CHEP estimates that transportation requirements will be a little lower for the plastic pool assuming that plastic pallets may not go back to a service center every time or gets handled by a more localized pallet recycler. iGPS has touted its iDepot concept where receivers scan pallets and loads are shipped to the next user not a repair depot. However, iGPS has not released any information about how widespread that practice actually is in its current system.
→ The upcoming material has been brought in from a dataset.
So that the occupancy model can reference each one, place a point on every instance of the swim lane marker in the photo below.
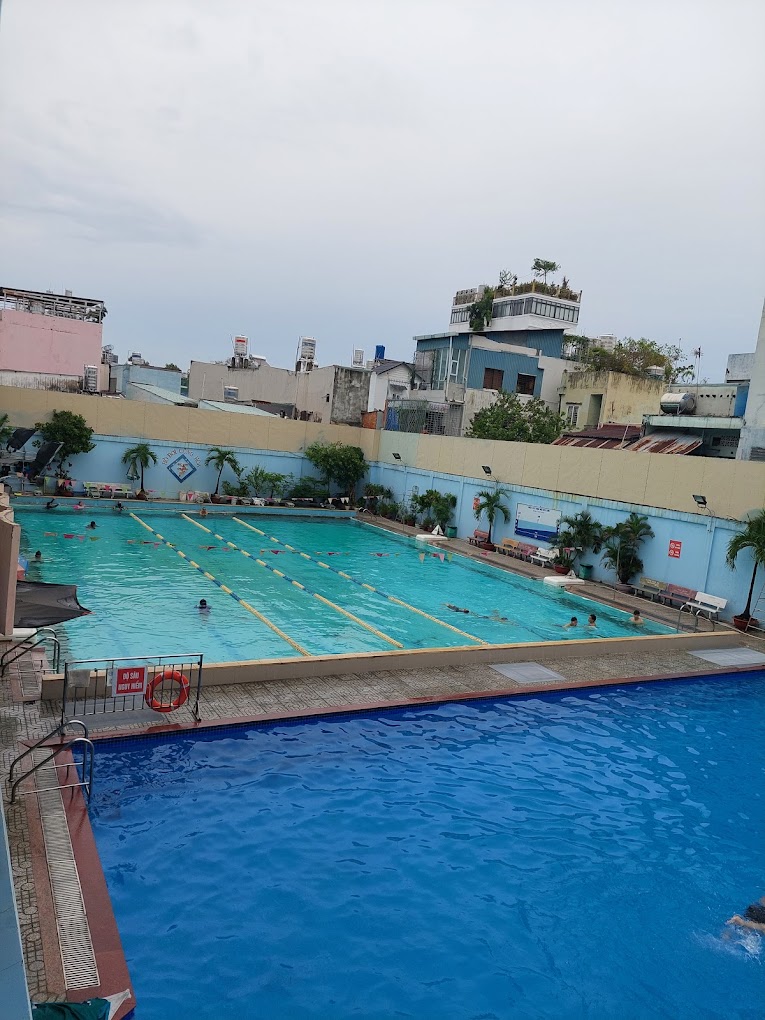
(209, 576)
(354, 580)
(299, 584)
Another factor in the transport part of the analysis is the weight of the pallet. Typically, whitewood and plastic are similar in weight with a pooled wood pallet being the heaviest of the three. Obviously, the heavier the pallet, the more fuel that is used to move it along every stop of the process. Weight can be difficult to measure for wood pallets because the moisture content plays a big factor in total weight. Wood pallets tend to dry over time meaning that a newly manufactured pallet might lose 10-20 or more lbs in water weight once it becomes completely dry months later. 
           

Take Away Lesson
Some of the attached sidebars explain various aspects of LCAs as well as the specific conclusions reached by CHEP in its latest analysis. Given the fact that wood has fewer environmental impacts at manufacture than plastic and that pooled pallets are built to higher specification, thus lasting longer than limited use pallets, it is not hard to believe that a pooled wood pallet generally performs better in a LCI than other options.

At the same time, the degree of impact depends on many factors that are hard to nail down and have a lot of room for speculation. No matter what type of material or system is used, the name of the game is to increase trips, reduce unnecessary travel distances and limit the environmental impacts at manufacture.
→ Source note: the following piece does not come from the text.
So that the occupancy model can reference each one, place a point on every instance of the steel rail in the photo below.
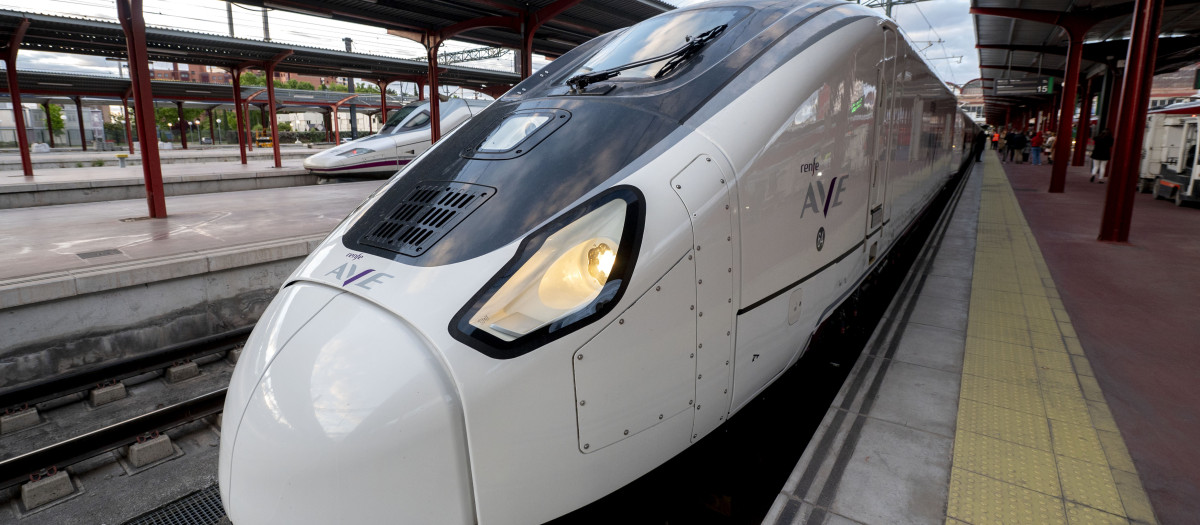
(29, 465)
(70, 382)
Major Drivers for Various Life Cycle Inventory Analysis Scenarios


Pooled Plastic Pallet

Advantages: Longer life span, lighter weight than pooled wood pallet.

Negatives: Extremely high environmental impact to procure raw materials and manufacture, fossil fuel impact, solid waste issues if can’t be easily recycled.


Pooled Wood Pallet

Advantages: Source reduction – less energy to produce than plastic and easier to recycle. Middle level life span compared to plastic and wood. Uses renewable resource. Total lowest life cycle cost.
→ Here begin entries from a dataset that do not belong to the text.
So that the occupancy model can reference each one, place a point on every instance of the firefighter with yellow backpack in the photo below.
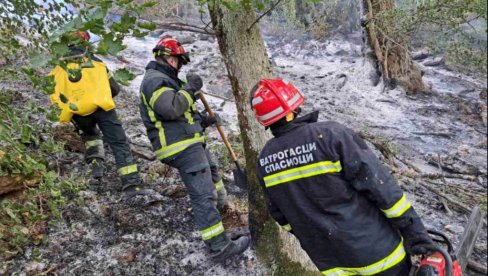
(85, 97)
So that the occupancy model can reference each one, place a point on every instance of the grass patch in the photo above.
(32, 196)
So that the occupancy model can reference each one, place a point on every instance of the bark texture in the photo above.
(390, 50)
(247, 62)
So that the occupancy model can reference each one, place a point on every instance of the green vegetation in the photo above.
(456, 28)
(42, 193)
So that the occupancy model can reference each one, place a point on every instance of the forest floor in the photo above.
(440, 134)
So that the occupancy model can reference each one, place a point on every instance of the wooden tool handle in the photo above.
(219, 128)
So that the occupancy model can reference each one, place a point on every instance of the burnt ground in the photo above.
(104, 236)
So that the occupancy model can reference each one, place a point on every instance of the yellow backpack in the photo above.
(82, 95)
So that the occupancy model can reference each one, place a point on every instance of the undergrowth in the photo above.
(38, 193)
Negatives: Heaviest weight of all pallets drives higher transport and fuel impacts.


Non-Pooled Wood Pallet

Advantages: Lowest environmental impact at the point of manufacture. Uses renewable resource. Is lighter than a pooled wood pallet and similar or lighter than plastic pallets. Easy to recycle compared to plastic. Less fuel used in system retrieval compared to pooled pallets.

Negatives: Has a limited number of uses compared to both pooled pallets. Potential for higher solid waste generation given the greater amount of material needed to meet the same number of trips for either pooled pallets.